Say we have two continuous functions, $f, g : \mathbb{R} \rightarrow \mathbb{R}$. Moreover, let's say that $f$ and $g$ are "bijective" over two intervals $R_a = [a_1, a_2]$ and $R_b = [b_1, b_2]$, in the sense that for all $t_a \in [a_1, a_2]$ there exists $t_b \in [b_1, b_2]$ such that $f(t_a) = g(t_b)$, and vice versa. In other words, there is an isomorphism, $\phi : R_a \rightarrow R_b$, such that $f(t_a) = g(\phi(t_a)), \forall t_a \in R_a$ and $g(t_b) = f(\phi^{-1}(t_b)), \forall t_b \in R_b$.
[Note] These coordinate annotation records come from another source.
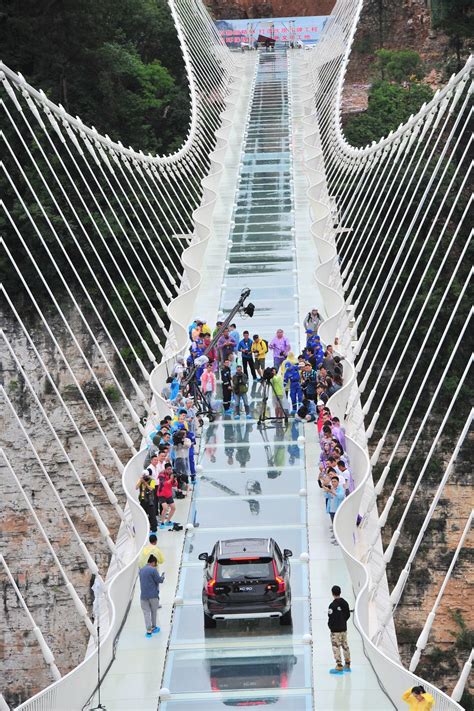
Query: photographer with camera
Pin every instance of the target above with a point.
(239, 388)
(146, 497)
(280, 346)
(226, 376)
(245, 347)
(418, 698)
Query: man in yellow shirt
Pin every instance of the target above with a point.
(259, 350)
(150, 549)
(418, 699)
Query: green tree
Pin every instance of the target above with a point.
(116, 63)
(389, 106)
(399, 65)
(456, 19)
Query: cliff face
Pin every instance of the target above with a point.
(450, 639)
(23, 547)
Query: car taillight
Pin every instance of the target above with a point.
(278, 579)
(212, 582)
(281, 584)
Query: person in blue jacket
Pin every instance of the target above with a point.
(245, 348)
(334, 494)
(292, 376)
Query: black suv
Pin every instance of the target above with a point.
(246, 578)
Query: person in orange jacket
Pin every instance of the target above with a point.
(417, 698)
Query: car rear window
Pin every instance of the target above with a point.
(235, 569)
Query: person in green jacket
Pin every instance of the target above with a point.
(278, 393)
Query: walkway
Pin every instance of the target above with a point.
(253, 483)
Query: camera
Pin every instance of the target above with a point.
(178, 437)
(268, 374)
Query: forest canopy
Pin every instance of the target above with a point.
(115, 63)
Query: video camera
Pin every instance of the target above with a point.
(268, 374)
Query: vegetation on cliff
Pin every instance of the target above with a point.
(115, 63)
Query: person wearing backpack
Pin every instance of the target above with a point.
(146, 497)
(313, 321)
(338, 614)
(240, 386)
(165, 497)
(259, 351)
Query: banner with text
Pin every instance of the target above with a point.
(294, 30)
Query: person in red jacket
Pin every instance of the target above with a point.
(165, 498)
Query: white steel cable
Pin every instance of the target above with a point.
(48, 656)
(422, 640)
(103, 529)
(434, 223)
(403, 577)
(70, 231)
(382, 440)
(110, 494)
(78, 604)
(122, 429)
(407, 310)
(383, 519)
(63, 357)
(91, 564)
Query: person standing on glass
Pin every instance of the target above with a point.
(338, 614)
(150, 581)
(280, 346)
(245, 348)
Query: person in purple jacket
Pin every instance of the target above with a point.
(280, 346)
(339, 432)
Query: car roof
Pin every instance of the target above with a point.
(244, 545)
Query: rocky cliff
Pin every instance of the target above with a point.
(25, 551)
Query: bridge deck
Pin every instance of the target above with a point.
(251, 485)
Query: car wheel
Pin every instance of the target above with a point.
(209, 623)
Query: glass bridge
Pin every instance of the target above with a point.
(250, 486)
(251, 476)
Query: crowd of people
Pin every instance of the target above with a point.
(299, 386)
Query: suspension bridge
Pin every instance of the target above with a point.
(108, 254)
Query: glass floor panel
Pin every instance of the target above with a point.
(225, 669)
(188, 628)
(265, 267)
(259, 253)
(263, 209)
(283, 307)
(272, 456)
(296, 702)
(254, 483)
(282, 239)
(259, 511)
(274, 229)
(191, 578)
(255, 280)
(225, 433)
(292, 537)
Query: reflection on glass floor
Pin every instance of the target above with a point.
(203, 540)
(188, 629)
(190, 584)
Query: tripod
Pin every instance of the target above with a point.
(267, 384)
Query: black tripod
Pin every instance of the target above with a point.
(203, 406)
(267, 384)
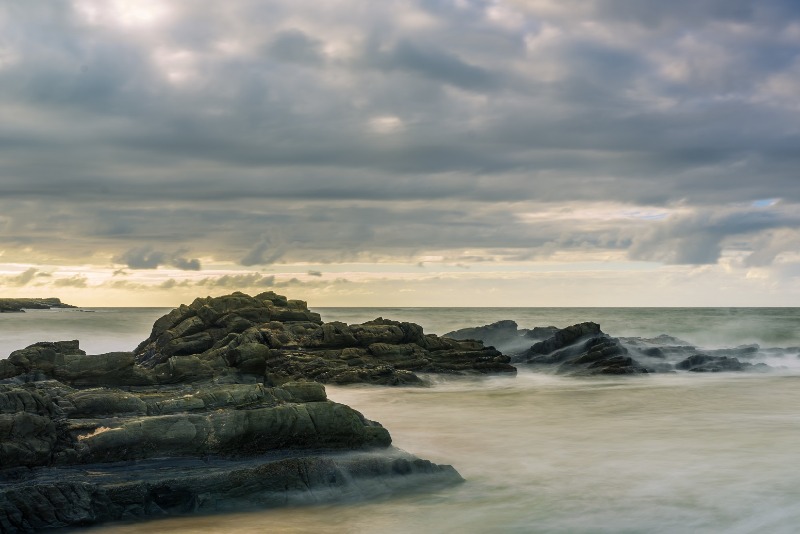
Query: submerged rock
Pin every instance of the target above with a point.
(80, 456)
(281, 340)
(582, 349)
(504, 335)
(704, 363)
(208, 415)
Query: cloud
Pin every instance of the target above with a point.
(146, 257)
(267, 251)
(383, 132)
(698, 237)
(77, 280)
(22, 279)
(233, 281)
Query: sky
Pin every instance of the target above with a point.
(401, 152)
Is then the following statement true?
$\int_{a_1}^{a_2}f(t) dt = \int_{b_1}^{b_2}g(t) dt$
Let $f, g:[0,1]\rightarrow\{0, 1\}$ defined by $f(x)=1$ on irrational on $f(x)=0$ on rationals. And $g(x)=0$ on points of the type $\frac{1}{n}$ for $n\in\mathbb{N}$ and $g(x)=1$ otherwise. Then we can easily define $\phi$ using any bijection between rationals and the set of all numbers of the type $\frac{1}{n}$ for $n\in\mathbb{N}$. Note that $g$ has Reimann integral $1$ whereas $f$ is not Reimann integrable.